Es lo que hacen los autores de nuestro libro. En la historia de la bandera, establecen muy bien el origen y los motivos de la decisión real mediante la que Carlos III, por Real Decreto de 1785, fijó la enseña oficial de la Armada real, o española. El rey renunció a cualquier distintivo familiar (la bandera blanca de los Borbones), sintetizó la tradición de los colores de Aragón (rojo y amarillo) y el escudo de Castilla, y respetó las exigencias de visibilidad requeridas por la navegación de la época. A partir de ese gesto en el que el rey decide el símbolo de la Armada según unos criterios políticos, tradicionales y prácticos, la bandera, que como tal varía poco, irá cobrando el significado nacional que hoy tiene. De la Armada pasa a todo el Ejército, con cambios en el escudo y variaciones en el ancho de las franjas, pero la base, las tres franjas de dos colores, sobrevive a todos los regímenes y las formas políticas: absolutismo, monarquía parlamentaria, regencias, revolución y república, salvo el muy breve paréntesis de la Segunda República, cuando incorpora el mítico morado de los Comuneros de Castilla. Por eso la gente empieza pronto a identificar la bandera roja y amarilla como el signo de lo que se está fraguando a todo lo largo del siglo XIX: la nación española moderna. Esta no es el fruto de un relato legendario; consiste en unas cuantas costumbres y tradiciones, muy variadas, que han de adaptarse a las formas de vida en común propias de los nuevos tiempos y significadas en el Estado moderno o, si se prefiere, liberal.

Con el himno pasó algo más curioso, y es que de marcha militar (la famosa de granaderos), utilizada para la recepción y acompañamiento de los miembros de la familia real, pasa poco a poco, en un proceso bastante espontáneo, a convertirse en el himno oficial de la nación. Se quiso sustituirlo por otro de más empaque mediante un concurso público, pero hubo que declarar el concurso desierto. Tampoco cuajó ninguna de las muchas letras que se le han querido poner. La Marcha Real se resiste a cargarse de demasiado sentido político y no acepta que se traicionen su significado original, militar y sentimental.
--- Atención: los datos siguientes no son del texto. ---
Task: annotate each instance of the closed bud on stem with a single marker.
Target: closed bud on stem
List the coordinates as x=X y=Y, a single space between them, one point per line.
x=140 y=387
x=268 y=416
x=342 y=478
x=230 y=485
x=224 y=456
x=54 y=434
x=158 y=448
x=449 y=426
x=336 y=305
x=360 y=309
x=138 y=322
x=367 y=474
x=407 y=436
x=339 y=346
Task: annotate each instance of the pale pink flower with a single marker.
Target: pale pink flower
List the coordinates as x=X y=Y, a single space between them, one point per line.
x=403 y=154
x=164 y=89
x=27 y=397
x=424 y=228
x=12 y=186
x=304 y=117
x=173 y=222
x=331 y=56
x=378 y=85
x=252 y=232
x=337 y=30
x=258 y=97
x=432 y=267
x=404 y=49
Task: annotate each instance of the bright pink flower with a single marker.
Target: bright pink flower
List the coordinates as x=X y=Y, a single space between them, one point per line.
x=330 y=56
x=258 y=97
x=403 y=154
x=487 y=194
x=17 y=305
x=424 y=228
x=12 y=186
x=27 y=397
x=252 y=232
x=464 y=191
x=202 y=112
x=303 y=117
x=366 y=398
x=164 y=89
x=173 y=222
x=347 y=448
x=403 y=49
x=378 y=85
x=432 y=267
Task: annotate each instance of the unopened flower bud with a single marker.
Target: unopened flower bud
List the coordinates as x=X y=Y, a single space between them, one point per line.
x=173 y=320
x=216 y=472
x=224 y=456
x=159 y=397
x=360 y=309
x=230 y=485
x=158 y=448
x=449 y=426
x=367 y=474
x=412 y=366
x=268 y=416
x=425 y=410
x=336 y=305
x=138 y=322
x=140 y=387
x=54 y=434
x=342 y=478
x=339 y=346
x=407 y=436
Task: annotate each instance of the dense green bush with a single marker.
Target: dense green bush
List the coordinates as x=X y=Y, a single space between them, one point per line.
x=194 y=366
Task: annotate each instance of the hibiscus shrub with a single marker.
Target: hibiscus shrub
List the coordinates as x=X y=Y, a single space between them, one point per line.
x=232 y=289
En realidad, Símbolos de España no es la historia de los signos de una identidad nacional, sino la historia de cómo el Estado español moderno va forjándose e identificándose ante unos españoles que, con ellos, van siendo conscientes de los derechos y las obligaciones que impone la convivencia en libertad. Y las formas que adopta, o sea los símbolos de España, aunque no improvisados, son modestos, y más tradicionales y populares que legendarios o ideológicos. Al terminar el libro nos damos cuenta de que el proceso no es importante porque reivindique una supuesta identidad nacional con rasgos propios, excluyente y prevalente sobre los derechos individuales.

Al contrario, la historia que nos cuenta Símbolos de España es la historia de la construcción de un Estado que, sin renegar de la historia y las tradiciones, se fundamenta en la universalidad de los derechos, de libertad, propiedad y seguridad, que ha de defender. No es un relato mítico, como los que siempre construyen las identidades colectivas, sino la historia de una voluntad que a veces parece tenue, casi desfalleciente, pero que a pesar de todo ha sabido ir construyendo las instituciones que hacen posible la convivencia entre españoles.

Lo importante no es el hecho de la nación, relato identitario por naturaleza, sino justamente eso que los nacionalistas pronuncian con expresión de desprecio, como si fueran seres superiores: el Estado español. No despertará grandes entusiasmos patrióticos, como los símbolos de España no tienen por qué suscitar expansiones sentimentales arrolladoras, pero es de lo más importante que han hecho los españoles en los últimos dos siglos. Claro que mientras tanta gente (políticos y funcionarios, pero no sólo) siga viviendo a su costa e incluso saqueándolo, en vez de tratarlo con respeto y cuidado, la delicada emoción patriótica que requiere el Estado liberal y democrático y la nación española moderna, fruto suyo, seguirá padeciendo más de un arañazo.